1人キューブの外に出たわたしは、ゆっくり歩きながら前へ進んだ。
相澤先生だけでなく、状況に気づいた皆もわたしを呼ぶが静かにしてて欲しいので中からの音を消す。
「その手をいっぱいつけた方がリーダーですよね?さっきオールマイトのことを言ってたけどオールマイトが目的?オールマイトは今日用事ができてここには来れませんよ」
「なんだお前。1人で出てきてアホなのか」
死柄木は首をガリガリかきながら言った。こいつに丁寧に話す必要はないな。
「答えになってないんだけど。わたしは何しに来たって聞いてるんだけど」
死柄木はわたしをただの生徒だと思ってるからか無視。
代わりに黒霧が答えた。
「初めまして、我々はヴィラン連合。せんえつながら、この度ヒーローの巣窟雄英高校に入らせて頂いたのは.平和の象徴オールマイトに息絶えて頂きたいと思ってのことでして…ですが、あなたの話だと今日はこちらに来られないようですね」
「そうだよ。だから帰ってくれないかな」
「それは無理ですね。生徒を殺すのも目的の1つですから」
「残念ながらそれはさせないよ。あの中にいる限りどんな攻撃も効かない。あなたの転送系の個性でも中に入れないよ…試してみたら?」
黒霧はわたしの言葉を聞いて、黒い霧を広げキューブの中に移動しようとしたが、すぐに元のサイズに戻った。
「凄いですね…弾かれてしまいました」
「生徒を殺すことはでにないよ、先生達もね。でもこのまま大人しく帰ってはくれないよね」
「そうですね、ここにいる生徒でなければならない必要はないですからね。校舎へ行って何人か殺すことにしますかね」
「それはやめてほしいかな。わたしと取り引きしない?」
「…取り引きとは?」
このまま黒霧と交渉したかったのに死柄木が口を出してきた。
「いつまでちんたら話してんだよ黒霧。そいつを殺せばあの箱も消えるだろうが」
死柄木の言葉にわたしの後ろに回った1人がナイフを持って襲って来た。突き出して来たナイフを避け、頭を掴んで下げ顔に膝蹴りを入れる。そいつに続いて来た異形型のパンチを弾いて受け流し、股間に蹴りを…ごめんなさいね。これで行動不能2人。
一瞬で2人を倒したわたしを警戒したのか、襲ってこようとしたヤツもわたしから距離を置いた。
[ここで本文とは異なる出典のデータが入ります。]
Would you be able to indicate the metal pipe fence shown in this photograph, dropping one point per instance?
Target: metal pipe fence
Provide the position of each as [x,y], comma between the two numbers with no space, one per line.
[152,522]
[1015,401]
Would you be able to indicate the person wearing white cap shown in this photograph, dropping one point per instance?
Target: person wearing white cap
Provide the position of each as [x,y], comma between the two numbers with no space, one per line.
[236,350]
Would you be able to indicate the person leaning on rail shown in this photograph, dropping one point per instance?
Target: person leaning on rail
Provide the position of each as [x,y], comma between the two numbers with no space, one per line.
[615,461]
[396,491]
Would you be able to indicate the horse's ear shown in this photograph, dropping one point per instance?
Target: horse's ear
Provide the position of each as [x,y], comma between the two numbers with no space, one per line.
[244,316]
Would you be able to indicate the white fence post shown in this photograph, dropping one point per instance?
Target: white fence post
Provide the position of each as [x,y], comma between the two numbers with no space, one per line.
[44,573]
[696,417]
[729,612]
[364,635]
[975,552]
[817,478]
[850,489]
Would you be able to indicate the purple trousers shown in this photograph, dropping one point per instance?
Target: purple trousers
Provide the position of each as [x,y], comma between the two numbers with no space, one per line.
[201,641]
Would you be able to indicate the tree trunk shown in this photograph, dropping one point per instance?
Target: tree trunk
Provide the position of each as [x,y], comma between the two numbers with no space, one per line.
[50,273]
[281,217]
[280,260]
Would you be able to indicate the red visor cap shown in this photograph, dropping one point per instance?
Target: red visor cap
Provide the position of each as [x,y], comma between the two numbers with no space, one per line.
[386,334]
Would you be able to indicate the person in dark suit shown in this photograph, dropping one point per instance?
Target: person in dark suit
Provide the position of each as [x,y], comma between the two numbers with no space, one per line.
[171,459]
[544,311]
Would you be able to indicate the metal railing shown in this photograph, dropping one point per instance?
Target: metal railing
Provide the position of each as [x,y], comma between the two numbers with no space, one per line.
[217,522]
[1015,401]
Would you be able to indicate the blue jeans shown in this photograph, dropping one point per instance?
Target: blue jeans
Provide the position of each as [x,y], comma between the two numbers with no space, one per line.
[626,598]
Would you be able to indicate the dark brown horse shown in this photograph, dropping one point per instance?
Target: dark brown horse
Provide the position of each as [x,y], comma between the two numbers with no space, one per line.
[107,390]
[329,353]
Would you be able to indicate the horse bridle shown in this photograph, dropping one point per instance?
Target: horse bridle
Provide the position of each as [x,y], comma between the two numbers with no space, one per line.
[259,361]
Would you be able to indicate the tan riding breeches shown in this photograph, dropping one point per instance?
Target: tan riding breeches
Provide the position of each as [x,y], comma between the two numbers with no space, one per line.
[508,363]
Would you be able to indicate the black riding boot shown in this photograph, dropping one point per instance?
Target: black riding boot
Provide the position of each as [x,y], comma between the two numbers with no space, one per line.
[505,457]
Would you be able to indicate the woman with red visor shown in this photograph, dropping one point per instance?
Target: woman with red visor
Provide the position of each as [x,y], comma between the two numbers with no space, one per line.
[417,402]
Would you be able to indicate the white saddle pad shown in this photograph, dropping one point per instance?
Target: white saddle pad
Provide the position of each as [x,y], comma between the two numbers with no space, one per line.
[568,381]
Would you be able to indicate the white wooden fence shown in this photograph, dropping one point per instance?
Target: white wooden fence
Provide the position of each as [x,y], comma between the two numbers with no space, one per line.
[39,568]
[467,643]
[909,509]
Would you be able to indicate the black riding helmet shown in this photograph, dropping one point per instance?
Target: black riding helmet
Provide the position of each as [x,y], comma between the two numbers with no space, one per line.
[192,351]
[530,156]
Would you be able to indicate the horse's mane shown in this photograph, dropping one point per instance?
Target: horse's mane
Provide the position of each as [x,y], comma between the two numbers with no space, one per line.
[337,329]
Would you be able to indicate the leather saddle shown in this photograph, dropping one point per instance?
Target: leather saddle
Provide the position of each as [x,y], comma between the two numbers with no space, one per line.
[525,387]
「わたしそれなりにデキル子なの。簡単にやられないよ」
死柄木もわたしに警戒したのか、話を聞く気になったみたい。
「建設的な話をしない?生徒を殺したいそっちと、生徒を守りたいわたし。そっちは諦めて帰ってくれそうにないし…このままわたしは外にいるから戦いましょうか」
「あなた1人で?」
「そうよ。そっち全員を行動不能にしたらわたしの勝ち、わたしが死んだらそっちの勝ち。わたしだけ殺したら、帰ること」
「おまえが死んだら他のヤツも殺すに決まってんじゃん」
「こんな情報は手に入れてない?オールマイトが保護者になった生徒がいるって」
「名前までは無理でしたがそのことは知っています…あなたがそうなのですか?」
「そうそう、期間限定だけどね。でも、そのわたしが死んだらオールマイトの経歴に傷が付くんじゃない?平和の象徴、保護者になった生徒を守れなかった…ってね」
「それは…いい話だなぁ」
死柄木はニヤッと笑い、わたしを見た。よし、わたしに興味が向いたな。
「じゃあ決まりね…10分後に始めましょ」
「何言ってんだ。すぐにやるぞ」
「この施設内に散らばってるお仲間さん集めなくていいの?」
「!?…気づいてましたか」
「言ったでしょ。デキル子だって。わたしもそこにいる皆とお話ししておきたいし」
「最後の会話になるかもなぁ。逃げるなよ」
「わかってるよ、そっちこそ…ね」
わたしは死柄木達から視線を外し、皆の元へ向かった。
相澤先生の顔が超怖い。先生の個性でキューブ消されるかと思ったけど、消したら爆豪や切島君とか飛び出すからしなかったみたい。爆豪はキューブをどんどん叩いてるし。